Vio el destello de los celos en sus ojos
oscuros. Fue una sensación agradable que la recorrió y le dejó un sabor dulce
en la boca. Por un momento casi olvidó lo que había ido a hacer... Volteó hacia
la mujer de cabello rojizo, con atención; aún tenía sangre en el cuello, sangre
roja y brillante que seguía saliendo de la herida abierta horas antes. Hacía
juego con su cabello teñido, por eso no se tomó la molestia se limpiarla.
Después de todo, no era especial. Era sólo quien reemplazaba a su mutilada y
celosa novia.
Sonrió. La nueva víctima estaba en un banco de
madera, con la espalda apoyada en la pared, las manos y los pies atados, los
labios rotos entreabiertos mostrando dientes rotos también y la cabeza hacia
atrás, flácida, como si estuviese muerta. Pero respiraba. Era una respiración
pesada, de agotamiento, de dolor... Calculaba que moriría en uno o dos días, si
es que ese tajo en la garganta no había sido demasiado profundo. Hizo una seña
con la mano para indicar que ya no quería verla y su pequeña novia acudió al
llamado: colocó una sábana negra sobre el cuerpo.
“¿Por qué te dan celos?ˮ, quiso preguntarle.
Seguramente la respuesta sería satisfactoria. Sabía que se sentía reemplazada,
pero su asunto con las otras mujeres que llevaba era diferente, aunque fuese en
un solo aspecto primordial: las dejaba morir. A ella, a la que ya era su novia,
no, como atestiguaba el muñón. Además la había sacado del sótano, le había
proporcionado una habitación muy pequeña que se cerraba por fuera y de la que
sólo podía salir cuando a la carcelera se le antojara, y había aumentado la cantidad
de alimentos que recibía, incluso le daba carne una vez a la semana.

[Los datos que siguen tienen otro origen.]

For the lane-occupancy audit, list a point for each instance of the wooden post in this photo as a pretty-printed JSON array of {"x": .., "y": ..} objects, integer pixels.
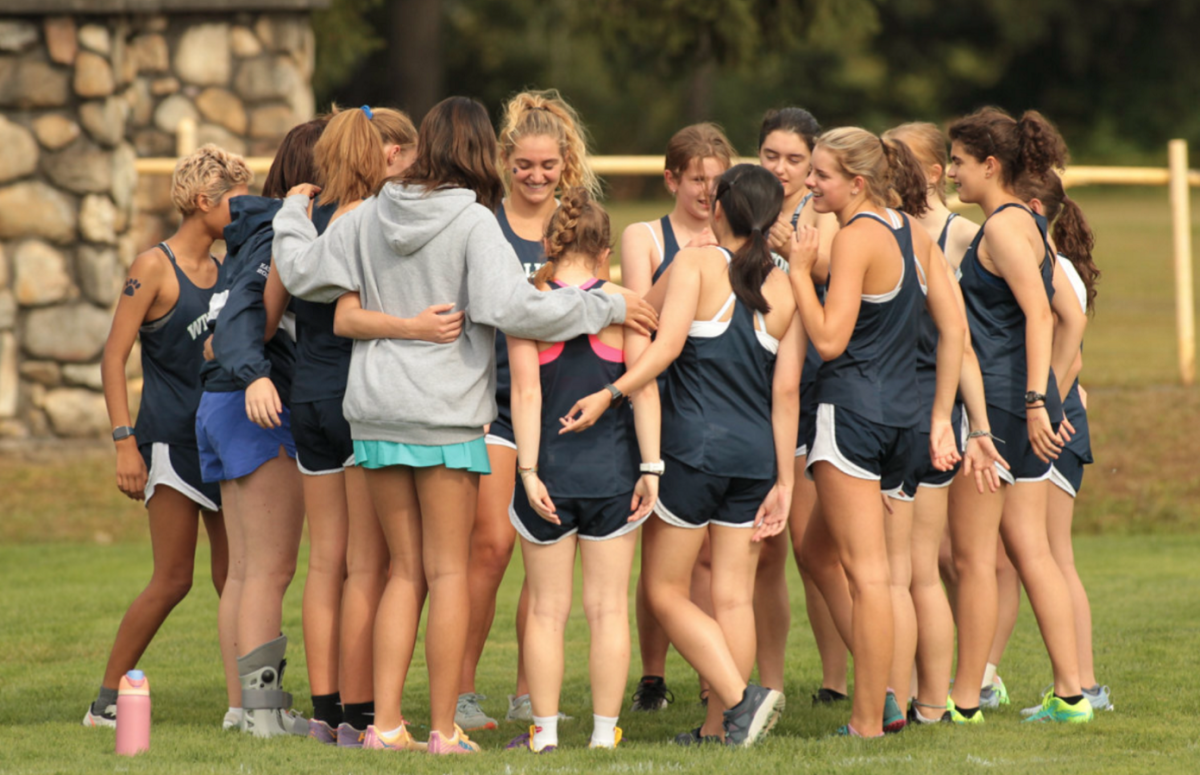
[
  {"x": 185, "y": 137},
  {"x": 1181, "y": 222}
]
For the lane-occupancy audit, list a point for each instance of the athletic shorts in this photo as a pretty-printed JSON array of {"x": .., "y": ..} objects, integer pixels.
[
  {"x": 1067, "y": 473},
  {"x": 862, "y": 449},
  {"x": 501, "y": 434},
  {"x": 179, "y": 468},
  {"x": 322, "y": 436},
  {"x": 231, "y": 445},
  {"x": 591, "y": 518},
  {"x": 691, "y": 498},
  {"x": 1023, "y": 464},
  {"x": 923, "y": 474}
]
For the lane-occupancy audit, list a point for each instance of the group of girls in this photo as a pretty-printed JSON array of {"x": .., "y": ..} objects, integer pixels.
[{"x": 424, "y": 323}]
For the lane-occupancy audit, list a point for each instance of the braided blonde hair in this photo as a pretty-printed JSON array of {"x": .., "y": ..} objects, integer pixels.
[
  {"x": 546, "y": 114},
  {"x": 577, "y": 226}
]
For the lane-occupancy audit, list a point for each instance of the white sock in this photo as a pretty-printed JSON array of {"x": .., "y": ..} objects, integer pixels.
[
  {"x": 604, "y": 731},
  {"x": 545, "y": 732}
]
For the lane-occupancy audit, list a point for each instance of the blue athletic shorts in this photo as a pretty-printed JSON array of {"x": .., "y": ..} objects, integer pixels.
[
  {"x": 231, "y": 445},
  {"x": 591, "y": 518},
  {"x": 1067, "y": 473},
  {"x": 862, "y": 449},
  {"x": 1023, "y": 464},
  {"x": 179, "y": 468},
  {"x": 691, "y": 498},
  {"x": 923, "y": 474},
  {"x": 322, "y": 436}
]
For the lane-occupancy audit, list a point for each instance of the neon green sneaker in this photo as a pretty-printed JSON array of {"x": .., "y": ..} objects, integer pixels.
[
  {"x": 1056, "y": 709},
  {"x": 958, "y": 718}
]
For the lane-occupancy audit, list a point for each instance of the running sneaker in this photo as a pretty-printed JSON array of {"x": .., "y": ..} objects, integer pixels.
[
  {"x": 322, "y": 732},
  {"x": 348, "y": 737},
  {"x": 521, "y": 710},
  {"x": 400, "y": 742},
  {"x": 1057, "y": 709},
  {"x": 893, "y": 718},
  {"x": 469, "y": 715},
  {"x": 1101, "y": 698},
  {"x": 616, "y": 740},
  {"x": 958, "y": 718},
  {"x": 917, "y": 718},
  {"x": 846, "y": 731},
  {"x": 828, "y": 696},
  {"x": 695, "y": 738},
  {"x": 105, "y": 719},
  {"x": 652, "y": 694},
  {"x": 459, "y": 744},
  {"x": 751, "y": 719},
  {"x": 525, "y": 742}
]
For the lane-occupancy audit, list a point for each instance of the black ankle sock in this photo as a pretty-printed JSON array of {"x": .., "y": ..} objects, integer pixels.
[
  {"x": 103, "y": 700},
  {"x": 328, "y": 708},
  {"x": 359, "y": 714}
]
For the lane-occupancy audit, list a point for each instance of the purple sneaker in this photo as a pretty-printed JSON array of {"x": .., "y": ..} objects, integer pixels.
[
  {"x": 525, "y": 740},
  {"x": 348, "y": 737},
  {"x": 322, "y": 732}
]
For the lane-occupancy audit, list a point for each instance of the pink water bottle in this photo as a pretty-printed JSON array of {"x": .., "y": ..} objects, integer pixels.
[{"x": 133, "y": 714}]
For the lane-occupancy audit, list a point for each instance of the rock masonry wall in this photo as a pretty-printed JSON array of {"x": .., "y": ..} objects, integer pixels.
[{"x": 81, "y": 98}]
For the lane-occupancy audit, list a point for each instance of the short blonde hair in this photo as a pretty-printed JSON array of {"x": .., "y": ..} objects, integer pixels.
[{"x": 210, "y": 172}]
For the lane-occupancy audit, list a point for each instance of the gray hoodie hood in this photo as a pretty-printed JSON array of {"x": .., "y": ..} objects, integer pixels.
[{"x": 411, "y": 216}]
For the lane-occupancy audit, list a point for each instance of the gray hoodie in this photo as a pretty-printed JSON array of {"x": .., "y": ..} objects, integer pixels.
[{"x": 407, "y": 250}]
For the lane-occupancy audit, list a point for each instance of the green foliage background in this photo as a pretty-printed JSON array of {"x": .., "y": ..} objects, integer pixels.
[{"x": 1120, "y": 77}]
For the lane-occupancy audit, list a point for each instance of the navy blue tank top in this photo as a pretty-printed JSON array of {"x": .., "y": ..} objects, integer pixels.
[
  {"x": 997, "y": 329},
  {"x": 532, "y": 257},
  {"x": 670, "y": 247},
  {"x": 927, "y": 349},
  {"x": 323, "y": 359},
  {"x": 172, "y": 355},
  {"x": 717, "y": 412},
  {"x": 604, "y": 461},
  {"x": 876, "y": 376}
]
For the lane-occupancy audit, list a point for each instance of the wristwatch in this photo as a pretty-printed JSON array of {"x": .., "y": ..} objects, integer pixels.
[
  {"x": 617, "y": 396},
  {"x": 655, "y": 469}
]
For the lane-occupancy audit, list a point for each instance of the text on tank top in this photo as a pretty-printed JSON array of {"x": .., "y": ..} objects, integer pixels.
[
  {"x": 172, "y": 355},
  {"x": 997, "y": 326},
  {"x": 1073, "y": 404},
  {"x": 604, "y": 461},
  {"x": 717, "y": 410},
  {"x": 669, "y": 247},
  {"x": 876, "y": 374}
]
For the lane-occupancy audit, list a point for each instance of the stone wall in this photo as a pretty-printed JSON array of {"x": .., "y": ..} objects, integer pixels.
[{"x": 82, "y": 96}]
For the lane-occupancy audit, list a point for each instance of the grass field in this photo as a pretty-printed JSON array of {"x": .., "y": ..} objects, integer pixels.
[{"x": 73, "y": 553}]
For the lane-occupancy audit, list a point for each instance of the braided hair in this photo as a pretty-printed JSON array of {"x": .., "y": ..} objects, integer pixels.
[{"x": 577, "y": 226}]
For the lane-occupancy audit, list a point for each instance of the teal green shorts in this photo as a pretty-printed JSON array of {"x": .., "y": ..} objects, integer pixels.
[{"x": 471, "y": 455}]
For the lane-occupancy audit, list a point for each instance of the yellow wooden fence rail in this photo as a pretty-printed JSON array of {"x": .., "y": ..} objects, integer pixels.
[{"x": 1176, "y": 176}]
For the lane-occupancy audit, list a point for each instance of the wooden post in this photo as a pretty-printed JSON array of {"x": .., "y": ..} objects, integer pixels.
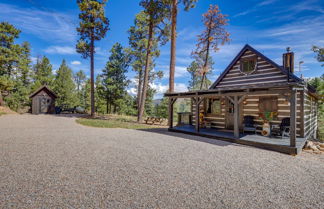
[
  {"x": 293, "y": 110},
  {"x": 171, "y": 102},
  {"x": 236, "y": 117},
  {"x": 198, "y": 101},
  {"x": 302, "y": 113}
]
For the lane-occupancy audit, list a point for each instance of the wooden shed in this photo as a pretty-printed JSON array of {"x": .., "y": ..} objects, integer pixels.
[{"x": 43, "y": 101}]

La mujer a la que había capturado varias
semanas atrás se veía feliz, lo más que podía estar alguien con unas cuantas heridas
causadas por la desobediencia. Desde que el médico que consiguió le había
amputado la mano y una parte del antebrazo, era mucho más dócil, sincera al
complacer. Sólo se había visto en la obligación de quitarle una uña del pie,
pero no porque se hubiese portado mal, simplemente era una cuestión para
reafirmar la situación, por no decir que ese día estaba de mal humor y
necesitaba un poco de sangre.
Salieron del sótano a paso lento, con cuidado
de no tropezar en la oscuridad. Conforme subían los escalones se iluminaban y
la luz le obligaba a cerrar los ojos. Su novia, que iba detrás, le colocó la
mano en cintura. El contacto la hizo reír, un ruido corto y casi gutural. Se
sintió complacida. En ese preciso momento su vida era perfecta y lo sería aún más
cuando la falsa pelirroja del sótano muriera.